Выхватил Энверов Тамилу за руку на маленькую полянку-пустырек, поросшую низкой травою (я еще подумал некстати: что тут было прежде? разрушенная часовня? порешенный сарай? угол монастырского сада? оторопь охватила, мурашки по спине: а что, если какая очередная братская могила? и уж не то что огород на могилах, а натуральная пляска на костях, пляска смерти?) и заплясали, как полоумные, в сонный воздух ворвалась лихорадочная скорость рок-н-ролла.
— Вот оно, племя младое, незнакомое, — произнес стоявший рядом со мной Времеонов. — Глядите, как он скачет, его, должно быть, укусил тарантул, как выражался Эдгар По. Смесь гремучая европейского заводского конвейера великих времен с африканскими ритуальными плясками мумбо-юмбо.
— Третью составляющую забыли, — сказал Филиалов. — Французский канкан.
Прыгали неостановимо, скакали, вздымая руки и ноги, взлетала Тамилина юбка «солнце-клеш».
— Тут нехотя и вспомнишь старые вальсы Вены да российских больших балов, — Времеонов снял очки, протер их уголком ковбойки. — Вальс как вращение планет вокруг некоего центра, все волчкам подобны, ветром уносимы.
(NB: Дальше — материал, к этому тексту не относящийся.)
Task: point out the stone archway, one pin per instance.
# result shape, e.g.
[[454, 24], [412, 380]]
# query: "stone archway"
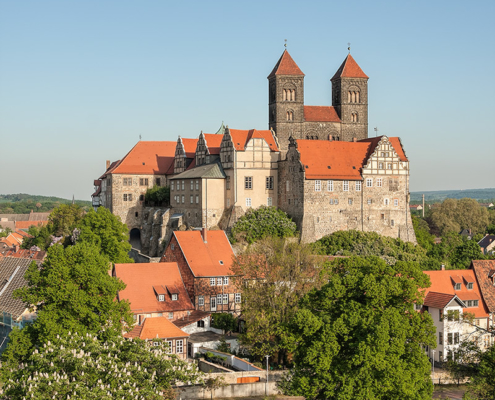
[[135, 238]]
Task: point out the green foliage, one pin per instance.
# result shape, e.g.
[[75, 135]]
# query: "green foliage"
[[364, 244], [74, 366], [359, 337], [275, 273], [263, 222], [455, 215], [158, 195], [73, 292], [224, 321], [105, 230]]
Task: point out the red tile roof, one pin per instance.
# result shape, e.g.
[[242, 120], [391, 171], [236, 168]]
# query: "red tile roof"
[[323, 159], [240, 138], [213, 258], [443, 282], [349, 69], [484, 269], [285, 66], [320, 114], [156, 328], [213, 142], [148, 158], [140, 280]]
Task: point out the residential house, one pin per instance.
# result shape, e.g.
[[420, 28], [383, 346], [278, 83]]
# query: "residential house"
[[205, 259], [452, 295], [154, 290], [159, 331]]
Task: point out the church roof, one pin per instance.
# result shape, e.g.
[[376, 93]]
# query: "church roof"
[[285, 66], [320, 114], [349, 69], [147, 158]]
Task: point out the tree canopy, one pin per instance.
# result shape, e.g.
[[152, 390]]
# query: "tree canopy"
[[359, 337], [263, 222]]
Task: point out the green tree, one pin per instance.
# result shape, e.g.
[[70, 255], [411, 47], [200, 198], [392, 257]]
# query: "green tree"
[[75, 366], [104, 230], [72, 291], [274, 274], [359, 337], [263, 222]]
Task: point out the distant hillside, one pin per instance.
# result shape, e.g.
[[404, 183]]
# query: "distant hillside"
[[23, 203], [441, 195]]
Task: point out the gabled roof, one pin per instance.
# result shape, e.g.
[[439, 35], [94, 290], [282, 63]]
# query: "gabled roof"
[[484, 270], [285, 66], [156, 328], [320, 114], [12, 272], [140, 279], [241, 138], [443, 282], [147, 158], [213, 258], [324, 159], [349, 69]]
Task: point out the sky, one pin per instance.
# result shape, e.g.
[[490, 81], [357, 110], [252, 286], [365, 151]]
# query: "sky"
[[82, 81]]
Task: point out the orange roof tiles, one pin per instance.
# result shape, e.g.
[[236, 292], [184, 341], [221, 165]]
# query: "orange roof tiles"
[[150, 158], [320, 114], [285, 66], [241, 138], [140, 279], [213, 258], [349, 69], [156, 328], [332, 159], [443, 282]]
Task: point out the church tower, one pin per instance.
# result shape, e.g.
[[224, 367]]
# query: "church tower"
[[286, 100], [350, 99]]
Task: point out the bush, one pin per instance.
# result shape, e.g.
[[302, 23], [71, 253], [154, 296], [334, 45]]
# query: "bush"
[[262, 222]]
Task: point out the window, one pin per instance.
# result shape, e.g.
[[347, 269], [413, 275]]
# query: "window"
[[179, 346], [269, 182]]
А эти пляски конвульсивны, отчасти судорожны, катастрофа шаманская.
— Полно вам, — откликнулся подошедший Титов. — Молодость, силы некуда девать, птичьи брачные танцы.
— Чего поют-то, слышите? — сказал Филиалов. — Круглые сутки — рок, рок, рок. Брачные танцы? Роковые яйца. Птичьи, согласен. А птицу Рок помните?
— Это которая над кораблем из сказки зависла со скалой в когтях?
— Именно. Кстати, и скала тоже имеется — rock.
Но весело и хорошо было плясать этой паре, весело и отчаянно хорошо было им вместе в это мгновенье и в некоторые из предыдущих. Однако, я почему-то устал, глядя на них. Почти с дыхания сбился, как на лыжной гонке.
И на мое счастье выкрикнул гитарист:
— Время вышло!
Разом замолкла музыка, танцоры вышли из круга, Тамила раскраснелась, глаза ее блестели, блестели зубы улыбающегося Энверова.
Они направились было прочь, но перед Тамилою возник Филиалов — как из-под земли, только что рядом со мной стоял.
— А со мной станцуете? — спросил он. — Не изволите ли со мной станцевать, окажите мне честь.
Рядом с красавцем Энверовым в белой рубашке Филиалов выглядел особо карикатурно, вечно мятые брюки, нелепая курточка, лысоватый, тени под глазами, остро пролепленные скулы, нос уточкой, заштатный чиновник, Акакия Акакиевича сосед.